The big, the old & the ugly: Unsung heroes who have led Gordon into Shute Shield decider

By Jon Geddes

“A BIG old ugly pack” has been instrumental in Gordon’s amazing late season revival which has resulted in the Highlanders lining up against Sydney University in Saturday’s Shute Shield grand final at Leichhardt Oval.

That description of the Highlanders’ forwards comes from one of their own, inspirational skipper and No.7 James Lough.

Midway through the premiership Gordon were languishing at the bottom end of the ladder and a finals appeared a distant pipedream.

A late season revival saw them scrape into seventh spot. In the finals series Gordon have subsequently beaten Warringah, Randwick and Norths in sudden death clashes to qualify for the premiership decider.

Laying the platform have been those eight men up front who stoked the engine by getting down and dirty in the scrums, mauls and lineouts.

“We’ve got a big, old ugly pack, there’s no other way to put it,” Lough told Rugby News.      

“When you look at them, they are old and they are hard and they know the job and a lot of them have been grand finalists.”

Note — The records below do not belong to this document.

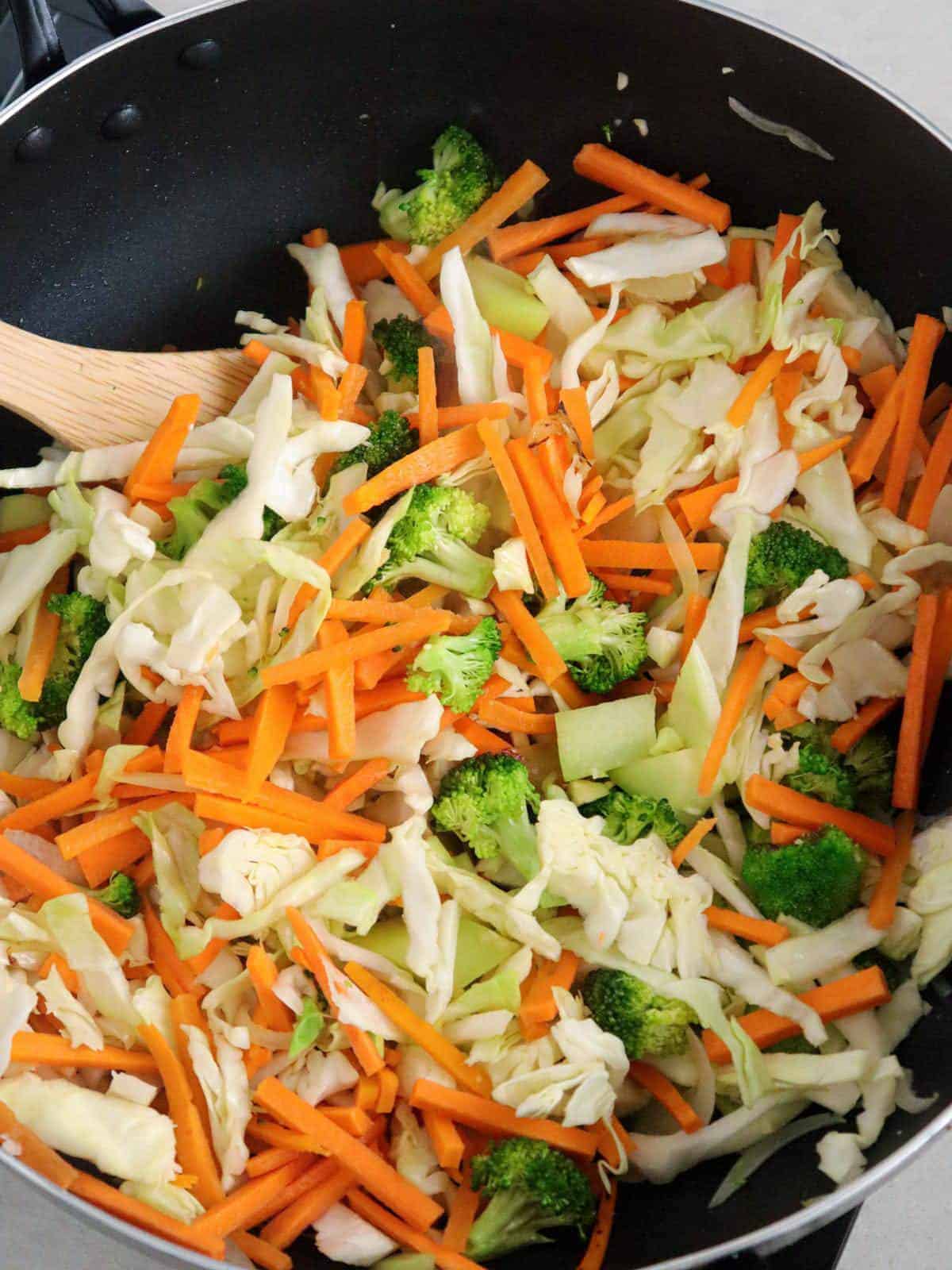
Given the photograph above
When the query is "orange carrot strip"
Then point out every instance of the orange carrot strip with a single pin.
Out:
(662, 1089)
(759, 381)
(513, 194)
(423, 1034)
(555, 529)
(693, 622)
(427, 419)
(46, 884)
(647, 556)
(520, 507)
(786, 804)
(528, 235)
(927, 336)
(311, 664)
(758, 930)
(156, 463)
(46, 1049)
(374, 1172)
(866, 990)
(412, 279)
(608, 168)
(537, 645)
(691, 840)
(148, 1218)
(909, 751)
(493, 1118)
(183, 727)
(405, 1235)
(355, 330)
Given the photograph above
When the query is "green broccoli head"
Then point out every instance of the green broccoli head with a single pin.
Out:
(121, 895)
(822, 774)
(630, 817)
(461, 179)
(391, 438)
(400, 341)
(456, 667)
(644, 1022)
(602, 643)
(531, 1187)
(781, 559)
(486, 802)
(816, 879)
(433, 541)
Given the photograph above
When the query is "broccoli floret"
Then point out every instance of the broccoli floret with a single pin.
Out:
(433, 541)
(461, 179)
(603, 643)
(630, 817)
(391, 438)
(816, 879)
(121, 895)
(781, 559)
(531, 1187)
(644, 1022)
(486, 802)
(456, 667)
(822, 774)
(400, 341)
(194, 511)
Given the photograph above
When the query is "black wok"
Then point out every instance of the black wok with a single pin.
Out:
(149, 188)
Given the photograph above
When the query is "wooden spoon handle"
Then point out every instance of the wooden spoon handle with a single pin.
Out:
(92, 397)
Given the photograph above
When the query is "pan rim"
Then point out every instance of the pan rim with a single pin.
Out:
(766, 1238)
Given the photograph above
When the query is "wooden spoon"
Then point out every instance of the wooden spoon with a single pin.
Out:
(90, 397)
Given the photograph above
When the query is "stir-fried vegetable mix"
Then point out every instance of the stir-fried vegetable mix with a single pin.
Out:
(492, 752)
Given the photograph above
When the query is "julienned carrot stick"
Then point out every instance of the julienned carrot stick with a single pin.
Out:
(933, 478)
(608, 168)
(535, 641)
(735, 700)
(758, 930)
(156, 463)
(882, 906)
(311, 664)
(514, 194)
(786, 804)
(340, 696)
(355, 330)
(691, 840)
(146, 1217)
(662, 1089)
(520, 507)
(183, 727)
(408, 277)
(424, 464)
(427, 418)
(374, 1172)
(470, 1076)
(927, 336)
(493, 1118)
(46, 1049)
(909, 751)
(866, 990)
(405, 1235)
(867, 717)
(647, 556)
(46, 884)
(42, 645)
(528, 235)
(556, 531)
(759, 381)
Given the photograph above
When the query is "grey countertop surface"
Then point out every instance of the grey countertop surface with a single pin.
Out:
(909, 51)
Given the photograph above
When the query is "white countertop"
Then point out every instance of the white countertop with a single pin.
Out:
(909, 51)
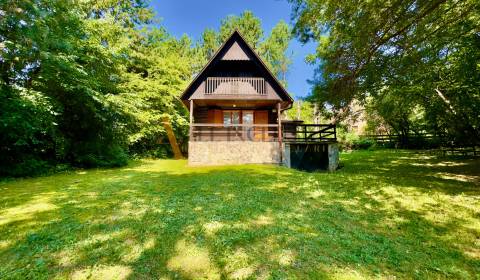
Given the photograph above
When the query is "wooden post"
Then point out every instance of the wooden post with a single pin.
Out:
(190, 132)
(177, 154)
(279, 116)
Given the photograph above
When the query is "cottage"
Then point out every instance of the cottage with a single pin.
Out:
(236, 107)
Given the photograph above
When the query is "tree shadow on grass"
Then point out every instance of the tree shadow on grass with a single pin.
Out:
(251, 221)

That Gordon pack was relentless in last Sunday’s convincing 23-13 win over arch-rivals Northern Suburbs in their preliminary final at Rat Park.

With University also boasting imposing forward power, the grand final will be another big test for Lough and his mates.

And for the Gordon captain, it is a case of bring it on.

“I can’t wait, we love giving it to Uni,” Lough said. “It will be a battle and a half and we are ready to go.”

Lough was justifiably delighted with last Sunday’s victory that now sees Gordon one win away from being crowned premiers.

“It’s an amazing feeling,” he said after the game. “I think we have turned it on and done the right things at the right time of the year.

“All week we had to stop hurting ourselves and consolidate and I think we did that well and executed where we needed to.

“We had a couple of injuries last week but the next man steps up and does the job.

 “I am proud of my boys.”

Lough said while the team has had better patches through the season, the win over Norths last Sunday was their best complete performance.

And he had some ominous words ahead of the grand final.

“The interesting thing is I really think we have a whole other step to go. We are on the way up, we haven’t actually reached our peak,” he said.


GORDON’S resurgence and masterminding the victory over Norths is a credit to the job done by their coach Brian Melrose in really challenging circumstances.

“It was a game where we had to play a certain way,” he said. “Losing both our centres meant we didn’t have the connection in attack.

“We knew we were going to have to play a grinding game, so we went to work on a basic plan and luckily enough we got there.” 

Melrose said his pack just had to lead the way against Norths as there was no alternative.

“You’ve got no idea, there were only three or four fit backs on the field and another three injured from last week,” he revealed. “Unfortunately we have spent that much time in stressful games and with injury but we found a way.”

He said amongst the usual suspects, Barrie Karea stepped in at No.12 and did a great job defensively and was full of praise for halfback Harrison Goddard, who has been signed by the Waratahs.

“He was immense, in defence Harrison Goddard was amazing,” Melrose said.

Looking at the build-up to the grand final Melrose said: “We just have to stay calm, stay focussed. It’s only a six-day turnaround.

“We have just literally been taking it a day at a time, we’ll unpack the battle kit and that’s what we do.”

Looking at Gordon’s revival in the second half of the competition Melrose never lost faith that his team could make the grand final.

“Obviously we were in a bit of a hole but we never felt we were as bad as the results, we were only a few points away,” he said.

“When faced with a bit of adversity, it can help if you can get through it and makes you stronger.”

To put Gordon’s effort into perspective, the team was sitting in 10th spot on the ladder with eight rounds to go.  

“It’s been like 12 weeks walking on a tightrope,” Melrose said.